A sequence $ \{X_i \}_{i \geq 0} $ is defined recursive by $ X_{n+1} = 3 X_{n} – 2X_{n-1}, \qquad n \geq1. $
and $ X_0 = \begin{pmatrix}
1 & 0 \newline
1 & 1
\end{pmatrix},X_1 = \begin{pmatrix}
1 & 1 \newline
1 & 1
\end{pmatrix}. $ Find an explicit formula for $ X_n $.
My attempt;
We can write $ = \begin{pmatrix}
X_{n+1} \newline X_{n} \end{pmatrix} = \begin{pmatrix} 3 & -2 \newline 1 & 0 \end{pmatrix} \begin{pmatrix} X_{n} \newline X_{n-1} \end{pmatrix} $ for $ n \geq 1. $ Diagonalizing the matrix yields
$\begin{pmatrix} X_{n+1} \newline X_{n} \end{pmatrix} = \begin{pmatrix} 2 & 1 \newline 1 & 1 \end{pmatrix} \begin{pmatrix} 2^n & 0 \newline 0 & 1 \end{pmatrix} \begin{pmatrix} 1 & -1 \newline -1 & 2 \end{pmatrix} \begin{pmatrix} X_{n} \newline X_{n-1} \end{pmatrix}$
This is and old exam; now the answer concludes that $X_n $ can be written as $ X_n = A + 2^n B $, for some matrices A and B, which can be found by plugging in $ X_1 $ and $ X_0.$ My question is how did he draw this conclusion, is it only from the eigenvalues?
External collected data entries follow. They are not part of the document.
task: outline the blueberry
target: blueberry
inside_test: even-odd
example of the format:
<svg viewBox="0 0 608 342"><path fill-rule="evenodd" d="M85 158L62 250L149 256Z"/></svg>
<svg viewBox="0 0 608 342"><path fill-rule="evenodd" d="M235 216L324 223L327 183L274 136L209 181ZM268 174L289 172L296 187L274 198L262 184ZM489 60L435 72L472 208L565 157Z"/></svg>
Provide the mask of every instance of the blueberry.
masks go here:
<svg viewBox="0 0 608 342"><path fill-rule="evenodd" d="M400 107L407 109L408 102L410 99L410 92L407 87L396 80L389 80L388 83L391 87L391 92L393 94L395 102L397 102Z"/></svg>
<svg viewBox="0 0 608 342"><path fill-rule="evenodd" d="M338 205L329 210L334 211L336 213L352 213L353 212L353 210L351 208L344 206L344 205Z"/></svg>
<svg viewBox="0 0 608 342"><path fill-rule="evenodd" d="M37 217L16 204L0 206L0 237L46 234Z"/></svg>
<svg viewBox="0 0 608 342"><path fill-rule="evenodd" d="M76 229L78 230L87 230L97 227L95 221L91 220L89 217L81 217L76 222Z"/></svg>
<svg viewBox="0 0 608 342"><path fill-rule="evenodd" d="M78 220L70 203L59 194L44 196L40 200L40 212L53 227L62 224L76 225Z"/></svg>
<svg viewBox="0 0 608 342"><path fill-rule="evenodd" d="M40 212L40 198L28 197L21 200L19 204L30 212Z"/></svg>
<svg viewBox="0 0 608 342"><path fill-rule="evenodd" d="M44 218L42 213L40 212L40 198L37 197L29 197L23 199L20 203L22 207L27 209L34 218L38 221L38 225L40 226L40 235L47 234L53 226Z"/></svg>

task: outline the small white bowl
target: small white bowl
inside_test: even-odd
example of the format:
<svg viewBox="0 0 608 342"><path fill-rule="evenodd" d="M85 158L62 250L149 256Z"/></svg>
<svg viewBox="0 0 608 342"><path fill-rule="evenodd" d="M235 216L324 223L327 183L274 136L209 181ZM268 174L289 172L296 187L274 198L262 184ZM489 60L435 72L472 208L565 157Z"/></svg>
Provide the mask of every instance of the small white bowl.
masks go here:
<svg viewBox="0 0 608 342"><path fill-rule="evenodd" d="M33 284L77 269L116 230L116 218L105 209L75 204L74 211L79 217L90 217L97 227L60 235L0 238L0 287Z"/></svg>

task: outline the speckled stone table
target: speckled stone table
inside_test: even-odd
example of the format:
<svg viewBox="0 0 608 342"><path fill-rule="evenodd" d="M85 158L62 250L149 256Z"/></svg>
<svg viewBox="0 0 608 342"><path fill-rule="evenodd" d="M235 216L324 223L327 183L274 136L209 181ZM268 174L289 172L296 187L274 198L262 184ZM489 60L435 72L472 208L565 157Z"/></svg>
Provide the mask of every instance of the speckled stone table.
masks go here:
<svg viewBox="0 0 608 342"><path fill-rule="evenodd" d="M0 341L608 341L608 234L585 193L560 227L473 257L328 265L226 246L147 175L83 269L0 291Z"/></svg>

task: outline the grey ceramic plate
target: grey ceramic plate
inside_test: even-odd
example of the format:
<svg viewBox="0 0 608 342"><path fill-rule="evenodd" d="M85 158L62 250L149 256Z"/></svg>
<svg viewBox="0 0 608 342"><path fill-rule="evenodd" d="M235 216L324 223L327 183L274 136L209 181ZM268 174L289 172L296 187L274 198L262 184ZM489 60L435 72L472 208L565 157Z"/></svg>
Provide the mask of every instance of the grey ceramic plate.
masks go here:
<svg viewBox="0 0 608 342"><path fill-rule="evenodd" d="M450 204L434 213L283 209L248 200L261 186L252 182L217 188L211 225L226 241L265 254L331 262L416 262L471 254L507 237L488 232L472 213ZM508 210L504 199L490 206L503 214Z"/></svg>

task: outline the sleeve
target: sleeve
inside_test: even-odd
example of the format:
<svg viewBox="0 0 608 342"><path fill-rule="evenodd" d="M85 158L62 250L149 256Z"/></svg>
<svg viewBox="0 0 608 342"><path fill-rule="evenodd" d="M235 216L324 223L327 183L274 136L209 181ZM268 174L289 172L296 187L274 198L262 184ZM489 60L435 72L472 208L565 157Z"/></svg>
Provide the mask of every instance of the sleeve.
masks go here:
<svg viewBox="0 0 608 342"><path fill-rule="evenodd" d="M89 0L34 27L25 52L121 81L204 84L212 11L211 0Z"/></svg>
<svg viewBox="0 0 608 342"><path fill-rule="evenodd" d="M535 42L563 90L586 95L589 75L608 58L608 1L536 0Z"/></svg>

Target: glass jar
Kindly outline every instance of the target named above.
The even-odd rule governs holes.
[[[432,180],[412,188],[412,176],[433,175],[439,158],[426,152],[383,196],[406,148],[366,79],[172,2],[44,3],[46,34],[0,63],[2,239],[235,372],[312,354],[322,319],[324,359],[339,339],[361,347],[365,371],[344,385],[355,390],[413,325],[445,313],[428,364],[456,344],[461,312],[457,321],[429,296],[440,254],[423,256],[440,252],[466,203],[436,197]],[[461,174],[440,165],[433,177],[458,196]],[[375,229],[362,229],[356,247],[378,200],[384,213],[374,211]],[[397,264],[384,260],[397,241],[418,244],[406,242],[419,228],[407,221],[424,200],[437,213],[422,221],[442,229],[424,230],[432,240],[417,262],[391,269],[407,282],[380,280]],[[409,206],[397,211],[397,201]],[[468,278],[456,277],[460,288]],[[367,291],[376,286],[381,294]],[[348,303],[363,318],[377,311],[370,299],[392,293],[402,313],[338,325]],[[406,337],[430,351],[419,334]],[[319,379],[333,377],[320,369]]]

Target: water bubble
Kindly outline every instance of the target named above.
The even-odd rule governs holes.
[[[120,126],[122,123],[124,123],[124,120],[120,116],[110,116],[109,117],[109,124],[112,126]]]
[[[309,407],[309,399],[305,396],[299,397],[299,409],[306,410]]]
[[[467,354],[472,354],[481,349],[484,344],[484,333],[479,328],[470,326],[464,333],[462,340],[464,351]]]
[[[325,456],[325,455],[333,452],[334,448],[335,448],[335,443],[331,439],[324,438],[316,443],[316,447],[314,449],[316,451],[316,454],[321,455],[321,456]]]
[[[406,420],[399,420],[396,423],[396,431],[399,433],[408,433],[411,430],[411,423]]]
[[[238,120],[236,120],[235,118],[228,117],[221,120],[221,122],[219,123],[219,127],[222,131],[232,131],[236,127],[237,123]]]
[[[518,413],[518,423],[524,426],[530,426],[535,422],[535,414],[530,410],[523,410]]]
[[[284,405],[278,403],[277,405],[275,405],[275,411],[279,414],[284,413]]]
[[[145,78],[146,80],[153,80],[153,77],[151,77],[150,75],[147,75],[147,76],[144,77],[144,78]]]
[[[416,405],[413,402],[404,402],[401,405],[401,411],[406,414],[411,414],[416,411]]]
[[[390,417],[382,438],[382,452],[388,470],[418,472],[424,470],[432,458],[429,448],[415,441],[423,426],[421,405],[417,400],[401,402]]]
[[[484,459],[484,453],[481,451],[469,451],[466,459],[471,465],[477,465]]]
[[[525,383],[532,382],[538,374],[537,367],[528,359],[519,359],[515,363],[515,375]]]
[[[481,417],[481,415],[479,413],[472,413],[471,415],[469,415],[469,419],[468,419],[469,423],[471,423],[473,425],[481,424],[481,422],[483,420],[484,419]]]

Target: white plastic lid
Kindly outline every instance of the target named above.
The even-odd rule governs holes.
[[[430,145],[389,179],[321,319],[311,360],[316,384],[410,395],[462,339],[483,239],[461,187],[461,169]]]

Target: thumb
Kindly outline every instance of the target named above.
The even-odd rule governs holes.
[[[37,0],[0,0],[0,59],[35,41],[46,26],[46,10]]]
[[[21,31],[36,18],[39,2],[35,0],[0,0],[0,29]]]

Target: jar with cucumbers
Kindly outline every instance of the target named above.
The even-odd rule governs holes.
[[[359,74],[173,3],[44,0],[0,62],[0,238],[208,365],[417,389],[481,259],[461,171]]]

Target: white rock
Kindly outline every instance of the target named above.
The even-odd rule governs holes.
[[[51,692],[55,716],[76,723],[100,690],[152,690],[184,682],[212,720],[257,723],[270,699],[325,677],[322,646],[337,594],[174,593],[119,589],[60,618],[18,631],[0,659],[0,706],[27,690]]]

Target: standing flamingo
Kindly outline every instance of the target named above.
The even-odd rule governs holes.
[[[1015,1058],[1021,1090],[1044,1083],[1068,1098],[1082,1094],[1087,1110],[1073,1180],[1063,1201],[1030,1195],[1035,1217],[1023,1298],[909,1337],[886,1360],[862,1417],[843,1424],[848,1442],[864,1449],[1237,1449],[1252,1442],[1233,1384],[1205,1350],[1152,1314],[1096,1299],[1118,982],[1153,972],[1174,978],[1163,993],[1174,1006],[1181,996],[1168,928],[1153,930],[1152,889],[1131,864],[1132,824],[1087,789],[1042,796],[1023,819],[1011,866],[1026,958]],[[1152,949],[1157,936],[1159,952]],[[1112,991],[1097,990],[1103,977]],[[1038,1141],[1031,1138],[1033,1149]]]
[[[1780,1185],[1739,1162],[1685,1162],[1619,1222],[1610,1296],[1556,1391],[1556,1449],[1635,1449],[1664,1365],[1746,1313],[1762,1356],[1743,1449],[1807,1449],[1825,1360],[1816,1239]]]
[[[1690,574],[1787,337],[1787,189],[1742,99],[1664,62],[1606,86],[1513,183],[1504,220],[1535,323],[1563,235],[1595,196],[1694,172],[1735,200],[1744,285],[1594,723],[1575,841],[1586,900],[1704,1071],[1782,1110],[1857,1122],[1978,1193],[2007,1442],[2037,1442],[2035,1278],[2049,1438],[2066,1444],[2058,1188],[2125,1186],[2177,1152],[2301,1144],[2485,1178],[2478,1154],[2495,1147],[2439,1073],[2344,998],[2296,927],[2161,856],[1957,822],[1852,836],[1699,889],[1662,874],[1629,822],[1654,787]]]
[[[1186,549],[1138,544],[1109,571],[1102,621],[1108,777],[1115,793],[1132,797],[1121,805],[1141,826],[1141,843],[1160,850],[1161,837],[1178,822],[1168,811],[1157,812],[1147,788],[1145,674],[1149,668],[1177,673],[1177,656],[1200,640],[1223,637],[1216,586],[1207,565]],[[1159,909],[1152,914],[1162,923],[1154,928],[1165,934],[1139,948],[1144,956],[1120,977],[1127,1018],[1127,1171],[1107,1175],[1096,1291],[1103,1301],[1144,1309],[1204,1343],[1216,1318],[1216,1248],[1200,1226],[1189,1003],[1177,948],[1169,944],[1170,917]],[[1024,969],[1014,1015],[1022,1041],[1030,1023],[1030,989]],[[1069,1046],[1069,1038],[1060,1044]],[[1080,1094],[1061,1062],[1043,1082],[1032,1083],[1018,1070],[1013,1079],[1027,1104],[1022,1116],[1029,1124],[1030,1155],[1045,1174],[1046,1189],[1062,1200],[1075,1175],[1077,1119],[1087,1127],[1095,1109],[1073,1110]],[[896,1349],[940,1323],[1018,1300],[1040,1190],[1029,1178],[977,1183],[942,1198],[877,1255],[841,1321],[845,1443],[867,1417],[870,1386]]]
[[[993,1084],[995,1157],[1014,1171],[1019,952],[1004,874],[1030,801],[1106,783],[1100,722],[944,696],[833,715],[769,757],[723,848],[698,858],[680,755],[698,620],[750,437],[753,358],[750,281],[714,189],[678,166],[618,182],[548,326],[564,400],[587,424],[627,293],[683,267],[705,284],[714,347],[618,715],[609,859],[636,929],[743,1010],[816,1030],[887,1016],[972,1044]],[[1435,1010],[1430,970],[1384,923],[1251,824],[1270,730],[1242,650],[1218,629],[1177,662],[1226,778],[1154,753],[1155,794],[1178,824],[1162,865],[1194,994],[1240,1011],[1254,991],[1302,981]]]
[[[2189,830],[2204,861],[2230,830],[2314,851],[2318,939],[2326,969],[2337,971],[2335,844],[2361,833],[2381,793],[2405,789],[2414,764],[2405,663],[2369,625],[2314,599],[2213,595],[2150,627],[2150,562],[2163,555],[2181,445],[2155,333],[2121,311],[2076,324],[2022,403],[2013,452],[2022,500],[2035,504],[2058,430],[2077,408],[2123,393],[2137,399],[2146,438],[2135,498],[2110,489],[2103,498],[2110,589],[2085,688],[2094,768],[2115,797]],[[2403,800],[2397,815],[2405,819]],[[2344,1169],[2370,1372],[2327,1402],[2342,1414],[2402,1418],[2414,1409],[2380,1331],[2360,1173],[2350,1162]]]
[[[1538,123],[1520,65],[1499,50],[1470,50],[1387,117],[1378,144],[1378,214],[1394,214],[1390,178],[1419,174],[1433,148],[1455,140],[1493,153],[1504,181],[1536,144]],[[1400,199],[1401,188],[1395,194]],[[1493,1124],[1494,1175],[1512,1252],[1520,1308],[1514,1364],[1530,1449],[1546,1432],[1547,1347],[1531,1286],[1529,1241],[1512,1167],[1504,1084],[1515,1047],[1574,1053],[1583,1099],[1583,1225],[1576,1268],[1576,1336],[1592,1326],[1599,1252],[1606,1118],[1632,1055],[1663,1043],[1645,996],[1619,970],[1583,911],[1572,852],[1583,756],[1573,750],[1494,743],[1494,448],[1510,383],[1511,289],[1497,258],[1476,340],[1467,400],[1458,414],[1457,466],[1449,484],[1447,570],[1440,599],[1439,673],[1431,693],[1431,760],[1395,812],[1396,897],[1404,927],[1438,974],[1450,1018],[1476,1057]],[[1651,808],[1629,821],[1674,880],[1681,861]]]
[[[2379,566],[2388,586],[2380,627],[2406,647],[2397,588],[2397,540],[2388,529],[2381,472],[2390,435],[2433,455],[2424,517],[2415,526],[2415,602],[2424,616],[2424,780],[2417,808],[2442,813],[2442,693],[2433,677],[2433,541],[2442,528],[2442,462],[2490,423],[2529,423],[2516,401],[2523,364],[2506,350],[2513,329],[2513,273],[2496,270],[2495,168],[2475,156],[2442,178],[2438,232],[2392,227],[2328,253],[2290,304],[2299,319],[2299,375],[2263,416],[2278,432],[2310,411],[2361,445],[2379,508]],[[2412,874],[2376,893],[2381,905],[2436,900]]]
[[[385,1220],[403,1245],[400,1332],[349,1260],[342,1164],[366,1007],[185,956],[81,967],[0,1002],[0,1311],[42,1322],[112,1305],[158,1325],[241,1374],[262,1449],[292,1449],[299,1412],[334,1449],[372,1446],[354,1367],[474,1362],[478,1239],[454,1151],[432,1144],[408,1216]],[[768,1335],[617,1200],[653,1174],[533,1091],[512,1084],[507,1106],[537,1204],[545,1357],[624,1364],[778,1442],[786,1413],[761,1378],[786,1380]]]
How would one approach questions on this form if the matrix couldnt be diagonalized?
Best Answer
We may prove the claim $X_n = A + 2^n B$ by induction. The inductive step is easy: for $n\geq 1$, $$X_{n+1} = 3 X_{n} - 2X_{n-1}=3(A + 2^n B)-2(A + 2^{n-1} B)=A + 2^{n+1} B.$$ It remains to find $A$ and $B$ by considering the cases $n=0$ and $n=1$: $$\begin{cases} X_0=A + B\\ X_1=A + 2 B \end{cases}\implies \begin{cases} B=X_1-X_0\\ A=X_0-B=2X_0-X_1 \end{cases}.$$